Everything about Thomas Matthew Crooks remains a mystery. The 20-year-old West Pennsylvania native who unsuccessfully attempted to assassinate President Trump remains a conundrum even as FBI analysts at Quantico, VA, dig through the contents of his phone.
Unlike the Nashville Shooter or so many others perpetrators of political violence, he left no manifesto, suicide note, or statement of any kind.
Crooks used the Democrat donor platform ActBlue to contribute $15 to the Progressive Turnout Project, a left-wing voter turnout PAC. While many have pointed to the fact that Crooks was a registered Republican, voter registration can be a tricky thing to decipher. Democrat backed groups spent two years encouraging Democrat voters to register as Republicans in order to vote against Trump in the GOP Primary.

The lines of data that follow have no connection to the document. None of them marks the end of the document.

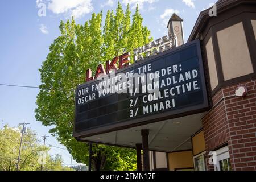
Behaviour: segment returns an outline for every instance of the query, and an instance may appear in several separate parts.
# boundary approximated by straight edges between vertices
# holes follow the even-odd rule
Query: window
[[[220,171],[231,171],[230,158],[219,161]]]
[[[230,158],[228,146],[216,151],[217,164],[214,165],[215,171],[232,171]]]
[[[205,152],[194,156],[195,171],[206,171]]]

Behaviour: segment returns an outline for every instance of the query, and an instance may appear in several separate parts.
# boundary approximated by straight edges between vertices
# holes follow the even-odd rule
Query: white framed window
[[[232,171],[229,147],[226,146],[216,151],[217,163],[214,165],[215,171]]]
[[[193,157],[195,171],[206,171],[205,153],[204,151]]]

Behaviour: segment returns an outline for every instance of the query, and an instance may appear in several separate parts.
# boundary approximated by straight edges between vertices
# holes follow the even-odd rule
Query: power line
[[[30,138],[32,138],[32,139],[36,140],[36,141],[38,141],[38,142],[39,142],[44,143],[44,142],[43,142],[43,141],[42,141],[42,140],[40,140],[38,139],[37,138],[34,138],[34,137],[32,137],[32,136],[31,136],[31,135],[28,135],[28,134],[26,134],[27,136],[30,136]],[[52,145],[52,144],[47,143],[46,143],[46,142],[45,143],[45,144],[47,144],[47,146],[50,146],[50,147],[55,147],[55,148],[59,148],[59,149],[61,149],[61,150],[65,150],[65,151],[68,151],[68,150],[67,150],[65,149],[65,148],[61,148],[61,147],[59,147],[53,146],[53,145]]]
[[[0,84],[1,86],[13,86],[13,87],[21,87],[21,88],[32,88],[32,89],[39,89],[38,86],[24,86],[24,85],[8,85],[8,84]]]

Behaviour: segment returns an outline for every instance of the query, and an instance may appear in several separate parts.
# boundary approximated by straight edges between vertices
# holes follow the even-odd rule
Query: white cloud
[[[49,0],[48,9],[53,13],[65,13],[79,18],[92,11],[92,0]]]
[[[209,4],[208,7],[203,7],[203,11],[204,11],[207,9],[208,9],[208,8],[212,7],[214,5],[215,5],[216,3],[214,3],[214,2],[212,2],[210,3]]]
[[[193,0],[182,0],[182,2],[185,3],[187,6],[189,7],[195,9],[196,6],[195,6],[195,3],[193,1]]]
[[[171,18],[171,16],[174,13],[178,14],[180,13],[180,11],[178,10],[174,10],[173,9],[166,9],[164,13],[160,16],[160,18],[161,18],[161,19],[164,19],[166,18]]]
[[[48,31],[47,27],[45,24],[41,24],[40,25],[40,30],[41,31],[41,32],[42,32],[44,34],[49,34],[49,31]]]
[[[164,13],[160,16],[160,18],[162,19],[162,26],[163,27],[165,27],[166,28],[168,22],[169,22],[169,19],[174,13],[179,14],[180,13],[180,11],[178,10],[174,10],[173,9],[166,9]]]
[[[152,4],[157,1],[158,1],[158,0],[122,0],[122,2],[125,5],[128,3],[133,5],[132,7],[133,9],[136,8],[137,4],[139,5],[139,7],[141,9],[143,9],[145,3]]]
[[[113,5],[114,5],[114,1],[113,0],[108,0],[108,1],[105,3],[101,4],[101,7],[104,7],[105,6],[109,6],[110,7],[113,7]]]

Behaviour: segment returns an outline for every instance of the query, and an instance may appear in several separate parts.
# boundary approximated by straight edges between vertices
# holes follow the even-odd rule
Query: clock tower
[[[177,46],[184,43],[183,34],[183,20],[174,13],[167,25],[169,36],[175,34],[177,38]]]

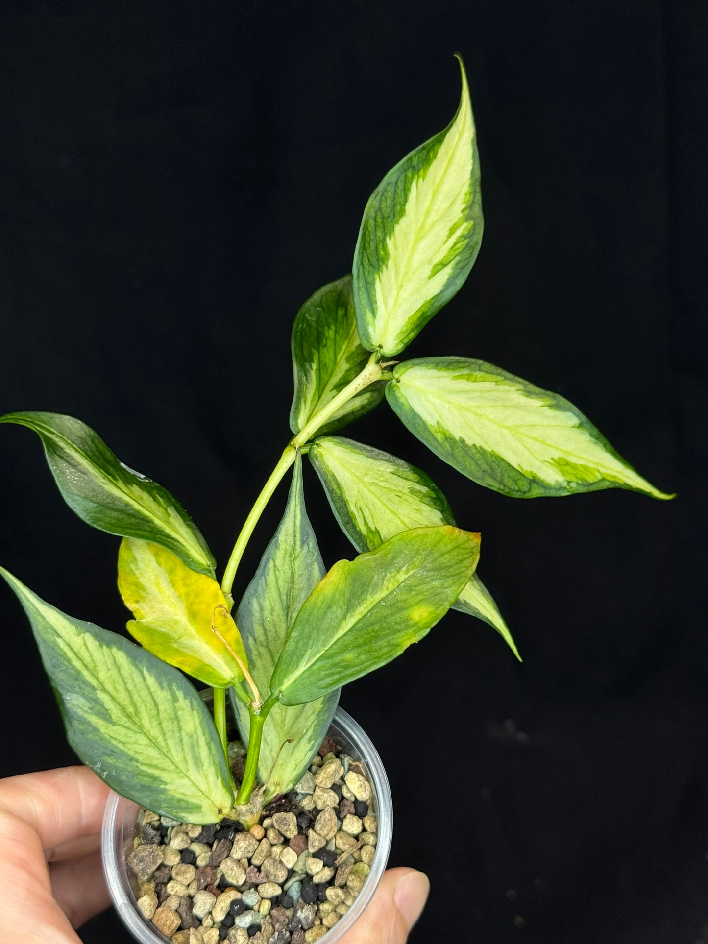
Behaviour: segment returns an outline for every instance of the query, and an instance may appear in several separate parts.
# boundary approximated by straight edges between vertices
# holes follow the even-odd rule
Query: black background
[[[391,861],[431,879],[421,944],[708,940],[707,27],[702,2],[666,0],[0,8],[0,412],[85,420],[223,563],[289,436],[295,312],[349,271],[383,174],[447,125],[459,50],[484,241],[408,353],[563,394],[679,493],[518,501],[385,405],[349,428],[482,531],[525,658],[451,614],[343,696],[390,773]],[[1,431],[0,561],[120,630],[117,539],[62,504],[34,435]],[[350,547],[306,472],[330,565]],[[71,763],[7,589],[0,608],[2,772]],[[82,935],[126,940],[110,913]]]

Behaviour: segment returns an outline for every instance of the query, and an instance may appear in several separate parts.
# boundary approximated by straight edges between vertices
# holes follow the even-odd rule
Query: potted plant
[[[1,572],[29,617],[70,743],[124,798],[107,812],[107,874],[140,940],[336,940],[373,892],[391,831],[376,752],[336,714],[341,686],[418,642],[450,607],[492,625],[518,655],[477,575],[479,533],[456,526],[424,472],[343,437],[343,427],[385,398],[437,456],[504,495],[671,497],[562,397],[480,360],[401,359],[460,289],[481,240],[460,65],[453,120],[375,190],[351,276],[297,313],[293,437],[220,582],[178,501],[85,424],[0,418],[36,431],[70,507],[122,537],[118,586],[139,645]],[[329,571],[305,509],[305,456],[358,552]],[[283,518],[235,607],[244,550],[291,470]],[[211,686],[211,711],[182,672]]]

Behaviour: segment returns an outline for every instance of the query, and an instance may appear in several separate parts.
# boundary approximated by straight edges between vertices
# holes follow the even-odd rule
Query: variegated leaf
[[[479,534],[444,525],[339,561],[302,604],[271,691],[301,704],[391,662],[445,615],[479,556]]]
[[[40,599],[0,567],[29,617],[69,743],[109,786],[149,810],[213,823],[233,791],[204,702],[176,668]]]
[[[480,485],[519,498],[602,488],[672,497],[572,403],[484,361],[418,358],[397,364],[394,377],[386,397],[403,424]]]
[[[261,699],[302,603],[325,574],[317,540],[305,510],[302,460],[295,460],[288,504],[273,540],[238,609],[251,674]],[[263,725],[259,779],[266,800],[290,790],[300,779],[331,723],[339,691],[307,704],[276,704]],[[231,699],[239,727],[248,743],[248,712]],[[290,742],[290,743],[288,743]]]
[[[316,439],[308,454],[334,516],[359,551],[373,550],[408,528],[455,524],[437,485],[402,459],[342,436]],[[520,658],[509,627],[476,573],[453,609],[489,623]]]
[[[192,518],[166,488],[121,463],[85,423],[51,413],[15,413],[0,423],[34,430],[67,505],[89,525],[169,548],[187,566],[213,574],[216,562]]]
[[[124,538],[118,589],[135,616],[128,632],[154,655],[215,688],[244,678],[244,644],[213,577],[158,544]]]
[[[399,353],[460,290],[482,232],[480,160],[464,67],[450,125],[389,171],[364,210],[354,254],[362,344]]]
[[[369,352],[357,333],[351,276],[330,282],[308,298],[293,326],[295,394],[290,428],[297,433],[366,366]],[[362,390],[322,427],[330,432],[380,403],[384,383]]]

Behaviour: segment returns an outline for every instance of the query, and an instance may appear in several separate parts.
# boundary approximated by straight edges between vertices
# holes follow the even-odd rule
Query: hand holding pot
[[[0,941],[80,944],[109,904],[101,821],[109,788],[88,767],[0,781]]]
[[[0,781],[0,941],[80,944],[74,928],[109,904],[100,857],[109,788],[84,767]],[[428,879],[391,868],[343,944],[405,944]]]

Progressive Turnout Project did release a statement condemning the attack, however on the morning of the shooting they posted a tweet calling Trump a threat who would destroy democracy and others claiming he would become a dictator.
Crooks’ father is a libertarian and his mother a democrat, but political data viewed both as pro-Second Amendment.
At school, Crooks seems to have been a misfit. Classmates described him as having “no facial expression,” at school and “just looking a little different.” Some reports say he was bullied and nicknamed “the school shooter,” but others say those stories are embellished.
Explosive material was found in Crook’s car and home but so far no plans for using it have emerged.
When he tried to join the Bethel Park High School rifle team, he was rejected for “off-color” jokes and for being a “comically bad shot.”
The picture of the would-be assassin remains complex and often contradictory as authorities try to piece together how the small-town loner turned into the name dominating the news.